<div style="text-align: center">

<b><h1>  </h1></b>
<h2> Assignment 3 - Retrieval System </h2>
<h2> Modern Information Retrieval Course </h2>
<h3> Dr. Asgari </h3>
<h3> Group Members </h3>
Parsa Mohammadian - 98102284
<br/>
Sara Azarnoush - 98170668
<br/>
Kahbod Aeini - 98101209 
<br/>
<br/>
Sharif University of Technology
<br/>
Computer Engineering Department
<hr/>
</div>

### Introduction

In this project, we will implement various retrieval system over the tweets dataset. We will use the following models:

- Boolean Retrieval
- TF-IDF Retrieval
- Transformer Based Retrieval
- FastText Retrieval

After that we will evaluate the performance of each of the retrieval systems with some queries and MMR metric.

---

### Requirements

---

In [45]:
try:
    from google.colab import drive
    COLAB = True
except:
    COLAB = False
    print('Not in Google Colab')

if COLAB:
  drive.mount('/content/drive')

Not in Google Colab


In [46]:
from IPython.display import clear_output


In [47]:
%pip install pandas
%pip install nltk
%pip install sklearn
%pip install numpy
%pip install fasttext
%pip install tensorboardX
%pip install torch
%pip install simpletransformers
%pip install faiss
%pip install faiss-cpu --no-cache
%pip install gensim

clear_output()


In [48]:
import pandas as pd
import nltk
import string
import functools
import sklearn as sk
from abc import ABC, abstractmethod
import numpy as np
import fasttext
from simpletransformers.retrieval import RetrievalModel
from gensim.models.fasttext import FastText


In [49]:
nltk.download('punkt')
nltk.download('stopwords')

clear_output()


### Load Data

Although we have implemented the twitter crawler [here](../datasets/twitter-crawler.ipynb) which take a username as input and output all of his/her tweets, we will use the [sentiment140](https://www.kaggle.com/datasets/kazanova/sentiment140) dataset because of the twitter crawler's limitations. So we load the dataset into pandas dataframe. We drop redundant columns and keep only the tweets text. Finally, since the data is to large for normal computer to process, we used fraction of the data in the rest of the notebook.

---


In [50]:
if COLAB:
    PATH_TO_SENTIMENT140_DATASET = 'drive/MyDrive/training.1600000.processed.noemoticon.csv'
else:
    PATH_TO_SENTIMENT140_DATASET = '../datasets/training.1600000.processed.noemoticon.csv'
CSV_COLUMNS = ['target', 'id', 'date', 'flag', 'user', 'text']
TEST_SIZE = 0.2


df = pd.read_csv(PATH_TO_SENTIMENT140_DATASET)
df.columns = CSV_COLUMNS
df.drop(columns=['target', 'id', 'date', 'flag', 'user'], inplace=True)
df.head()


Unnamed: 0,text
0,is upset that he can't update his Facebook by ...
1,@Kenichan I dived many times for the ball. Man...
2,my whole body feels itchy and like its on fire
3,"@nationwideclass no, it's not behaving at all...."
4,@Kwesidei not the whole crew


#### Sample Data

Limit the size of the dataset in order to limit resource and time usage.


In [51]:
df = df.sample(n=10000)


### Preprocess Data

Here we used nltk package and other defined functions to normalize the data as explained in the introduction. 

---

#### Tokenize Text

In [52]:
df['text_tokenized'] = df['text'].apply(lambda x: nltk.word_tokenize(x))


#### Normalize Text

In [53]:
def to_lower(tokens: list) -> list:
    """
    Converts the tokens to lower case.
    """
    return [token.lower() for token in tokens]
    

def contains_any_of(token: list, chars: str) -> bool:
    """
    Returns true if the token contains any of the characters in the given list.
    """
    return any(char in token for char in chars)
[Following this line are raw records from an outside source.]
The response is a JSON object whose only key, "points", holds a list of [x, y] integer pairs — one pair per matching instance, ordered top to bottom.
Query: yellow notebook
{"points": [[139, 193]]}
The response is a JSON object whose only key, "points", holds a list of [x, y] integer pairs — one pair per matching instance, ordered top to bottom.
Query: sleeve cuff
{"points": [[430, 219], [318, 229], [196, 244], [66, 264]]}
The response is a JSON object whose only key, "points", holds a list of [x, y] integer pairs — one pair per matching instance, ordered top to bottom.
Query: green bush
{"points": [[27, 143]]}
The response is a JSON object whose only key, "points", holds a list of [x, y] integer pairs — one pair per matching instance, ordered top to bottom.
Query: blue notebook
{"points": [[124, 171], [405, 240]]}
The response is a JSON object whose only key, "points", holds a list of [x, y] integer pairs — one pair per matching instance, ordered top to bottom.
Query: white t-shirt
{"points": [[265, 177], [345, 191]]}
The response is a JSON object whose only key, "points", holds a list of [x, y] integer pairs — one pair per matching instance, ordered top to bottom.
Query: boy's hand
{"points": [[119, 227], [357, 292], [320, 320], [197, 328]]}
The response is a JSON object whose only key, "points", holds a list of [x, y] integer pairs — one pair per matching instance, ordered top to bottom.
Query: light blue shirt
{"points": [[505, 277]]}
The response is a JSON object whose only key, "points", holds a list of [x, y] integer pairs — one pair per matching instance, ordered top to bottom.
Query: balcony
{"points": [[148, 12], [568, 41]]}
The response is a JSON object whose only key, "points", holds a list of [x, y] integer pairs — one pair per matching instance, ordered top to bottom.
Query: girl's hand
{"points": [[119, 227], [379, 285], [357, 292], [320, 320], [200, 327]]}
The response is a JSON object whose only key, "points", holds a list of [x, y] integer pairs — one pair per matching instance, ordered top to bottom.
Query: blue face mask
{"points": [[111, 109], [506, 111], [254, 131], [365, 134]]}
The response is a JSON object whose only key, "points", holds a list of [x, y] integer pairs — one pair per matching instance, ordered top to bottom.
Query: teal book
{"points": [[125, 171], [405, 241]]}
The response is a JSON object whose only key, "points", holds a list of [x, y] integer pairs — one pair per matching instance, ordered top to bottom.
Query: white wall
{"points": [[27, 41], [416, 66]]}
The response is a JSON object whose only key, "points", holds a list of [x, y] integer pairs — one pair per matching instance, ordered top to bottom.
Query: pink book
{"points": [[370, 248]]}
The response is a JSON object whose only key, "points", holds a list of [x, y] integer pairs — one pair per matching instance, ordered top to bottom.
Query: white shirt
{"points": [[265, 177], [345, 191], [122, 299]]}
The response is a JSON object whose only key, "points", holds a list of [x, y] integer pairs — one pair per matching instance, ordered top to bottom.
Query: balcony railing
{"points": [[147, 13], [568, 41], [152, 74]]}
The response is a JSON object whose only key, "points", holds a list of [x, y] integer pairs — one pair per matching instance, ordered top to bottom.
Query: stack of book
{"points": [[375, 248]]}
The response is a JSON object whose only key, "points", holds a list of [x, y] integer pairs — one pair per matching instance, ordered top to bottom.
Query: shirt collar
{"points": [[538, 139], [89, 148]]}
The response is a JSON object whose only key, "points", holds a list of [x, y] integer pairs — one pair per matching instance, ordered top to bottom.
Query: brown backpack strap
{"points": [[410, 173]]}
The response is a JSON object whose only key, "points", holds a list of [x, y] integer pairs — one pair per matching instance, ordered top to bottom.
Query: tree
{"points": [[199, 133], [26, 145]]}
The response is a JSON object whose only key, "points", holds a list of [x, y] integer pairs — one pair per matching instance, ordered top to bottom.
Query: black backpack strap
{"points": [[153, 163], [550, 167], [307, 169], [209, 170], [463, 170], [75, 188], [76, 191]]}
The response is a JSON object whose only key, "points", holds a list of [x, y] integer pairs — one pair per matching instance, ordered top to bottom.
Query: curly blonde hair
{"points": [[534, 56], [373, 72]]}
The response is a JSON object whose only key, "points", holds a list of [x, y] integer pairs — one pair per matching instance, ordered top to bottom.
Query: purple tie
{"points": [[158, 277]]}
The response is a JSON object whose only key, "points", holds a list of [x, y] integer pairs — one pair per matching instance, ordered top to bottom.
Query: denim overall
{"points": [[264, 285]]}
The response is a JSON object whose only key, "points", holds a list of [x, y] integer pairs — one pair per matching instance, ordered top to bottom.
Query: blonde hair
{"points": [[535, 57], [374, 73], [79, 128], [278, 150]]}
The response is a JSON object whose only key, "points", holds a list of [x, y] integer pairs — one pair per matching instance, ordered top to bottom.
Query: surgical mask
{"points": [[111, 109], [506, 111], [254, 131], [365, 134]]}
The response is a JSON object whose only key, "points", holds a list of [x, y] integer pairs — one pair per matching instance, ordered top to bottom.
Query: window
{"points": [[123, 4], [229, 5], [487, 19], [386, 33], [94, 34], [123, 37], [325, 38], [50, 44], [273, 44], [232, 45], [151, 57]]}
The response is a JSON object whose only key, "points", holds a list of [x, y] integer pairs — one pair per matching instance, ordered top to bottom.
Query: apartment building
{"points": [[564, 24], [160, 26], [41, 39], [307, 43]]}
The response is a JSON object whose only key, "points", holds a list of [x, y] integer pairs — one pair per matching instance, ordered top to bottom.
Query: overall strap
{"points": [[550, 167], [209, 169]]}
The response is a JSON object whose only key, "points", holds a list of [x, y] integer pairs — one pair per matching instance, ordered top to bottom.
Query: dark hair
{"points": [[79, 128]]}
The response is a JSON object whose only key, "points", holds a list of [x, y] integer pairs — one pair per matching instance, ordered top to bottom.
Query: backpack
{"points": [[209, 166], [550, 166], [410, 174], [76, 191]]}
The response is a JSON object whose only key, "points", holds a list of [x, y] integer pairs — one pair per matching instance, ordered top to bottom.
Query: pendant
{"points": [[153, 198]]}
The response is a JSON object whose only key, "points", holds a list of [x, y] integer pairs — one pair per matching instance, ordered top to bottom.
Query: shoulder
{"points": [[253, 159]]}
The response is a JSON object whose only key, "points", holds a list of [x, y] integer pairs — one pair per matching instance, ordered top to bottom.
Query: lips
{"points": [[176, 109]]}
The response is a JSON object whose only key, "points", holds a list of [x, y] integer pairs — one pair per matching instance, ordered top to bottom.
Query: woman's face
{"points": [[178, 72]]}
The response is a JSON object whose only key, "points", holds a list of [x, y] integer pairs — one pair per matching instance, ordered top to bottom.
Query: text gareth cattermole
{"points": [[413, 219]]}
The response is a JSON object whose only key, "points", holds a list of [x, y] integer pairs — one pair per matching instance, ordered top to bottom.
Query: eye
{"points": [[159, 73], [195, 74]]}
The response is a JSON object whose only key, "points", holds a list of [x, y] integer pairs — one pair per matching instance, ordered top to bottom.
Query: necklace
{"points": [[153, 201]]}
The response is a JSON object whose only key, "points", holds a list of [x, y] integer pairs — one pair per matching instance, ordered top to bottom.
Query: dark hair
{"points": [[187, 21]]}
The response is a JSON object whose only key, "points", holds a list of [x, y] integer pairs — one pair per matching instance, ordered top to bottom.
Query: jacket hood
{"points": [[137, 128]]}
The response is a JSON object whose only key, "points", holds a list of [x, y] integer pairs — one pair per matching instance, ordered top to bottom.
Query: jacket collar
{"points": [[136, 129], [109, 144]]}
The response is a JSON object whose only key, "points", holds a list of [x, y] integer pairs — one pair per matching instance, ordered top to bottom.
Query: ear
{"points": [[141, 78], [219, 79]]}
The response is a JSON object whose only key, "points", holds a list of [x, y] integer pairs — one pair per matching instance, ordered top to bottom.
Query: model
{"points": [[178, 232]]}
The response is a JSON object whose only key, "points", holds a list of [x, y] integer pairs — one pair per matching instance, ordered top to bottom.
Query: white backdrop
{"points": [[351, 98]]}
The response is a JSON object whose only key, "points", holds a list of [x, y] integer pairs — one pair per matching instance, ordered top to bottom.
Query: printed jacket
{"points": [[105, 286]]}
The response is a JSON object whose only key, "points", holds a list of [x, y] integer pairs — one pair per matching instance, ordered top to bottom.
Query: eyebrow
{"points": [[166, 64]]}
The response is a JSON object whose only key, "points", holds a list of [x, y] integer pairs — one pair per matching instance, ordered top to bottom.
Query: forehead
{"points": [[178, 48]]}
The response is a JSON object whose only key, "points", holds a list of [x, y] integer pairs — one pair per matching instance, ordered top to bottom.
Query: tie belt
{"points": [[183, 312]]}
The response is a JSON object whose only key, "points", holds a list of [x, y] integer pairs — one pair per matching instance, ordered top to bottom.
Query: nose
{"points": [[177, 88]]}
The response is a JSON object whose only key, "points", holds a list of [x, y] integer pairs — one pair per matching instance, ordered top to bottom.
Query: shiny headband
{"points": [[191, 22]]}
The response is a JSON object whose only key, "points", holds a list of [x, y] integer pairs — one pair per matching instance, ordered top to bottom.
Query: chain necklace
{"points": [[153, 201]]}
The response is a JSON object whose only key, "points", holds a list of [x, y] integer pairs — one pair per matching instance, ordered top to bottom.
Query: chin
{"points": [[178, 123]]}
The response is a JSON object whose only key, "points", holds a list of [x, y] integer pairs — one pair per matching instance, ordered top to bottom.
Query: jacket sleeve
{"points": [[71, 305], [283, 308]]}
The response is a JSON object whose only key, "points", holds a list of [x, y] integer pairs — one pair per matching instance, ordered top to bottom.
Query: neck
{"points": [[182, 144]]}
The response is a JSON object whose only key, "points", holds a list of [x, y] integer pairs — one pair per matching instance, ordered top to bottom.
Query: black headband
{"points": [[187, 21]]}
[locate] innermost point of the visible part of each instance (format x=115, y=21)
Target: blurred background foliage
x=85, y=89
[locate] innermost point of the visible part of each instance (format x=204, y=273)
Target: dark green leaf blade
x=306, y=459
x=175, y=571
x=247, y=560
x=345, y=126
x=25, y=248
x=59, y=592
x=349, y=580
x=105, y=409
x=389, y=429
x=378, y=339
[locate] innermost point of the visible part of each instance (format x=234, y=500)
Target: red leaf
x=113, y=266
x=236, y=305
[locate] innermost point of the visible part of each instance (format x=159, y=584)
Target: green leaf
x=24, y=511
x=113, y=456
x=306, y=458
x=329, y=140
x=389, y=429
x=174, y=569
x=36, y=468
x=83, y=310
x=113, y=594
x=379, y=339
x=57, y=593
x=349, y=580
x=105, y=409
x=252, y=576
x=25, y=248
def remove_punctuation(tokens: list) -> list:
    """
    Removes punctuation from the given tokens.
    """
    return [token for token in tokens if not contains_any_of(token, string.punctuation+"’‘•")]


def remove_stop_words(tokens: list) -> list:
    """
    Removes stop words from the given tokens.
    """
    remove_stop_words.stop_words = set(nltk.corpus.stopwords.words('english'))
    return [token for token in tokens if token not in remove_stop_words.stop_words]


def normalize(tokens):
    """
    Normalizes the tokens of the lyrics.
    """
    normalization_functions = [to_lower, remove_punctuation, remove_stop_words]
    return functools.reduce(lambda x, f: f(x), normalization_functions, tokens)


df['text_normalized'] = df['text_tokenized'].apply(normalize)


#### Stem Text

In [54]:
stemmer = nltk.stem.SnowballStemmer('english')
df['text_stemmed'] = df['text_normalized'].apply(lambda x: [stemmer.stem(t) for t in x])


#### Join Text

In [55]:
df['text_preprocessed'] = df['text_stemmed'].apply(lambda x: ' '.join(x))


### Retrieval Base Class

This class is the parent for all four retrieval systems. It contains the common methods of all retrieval systems. This unique interface further used to implement the test method without difficulty. 

Query class is a wrapper for string query. It does not do much but it is used to make the code more readable.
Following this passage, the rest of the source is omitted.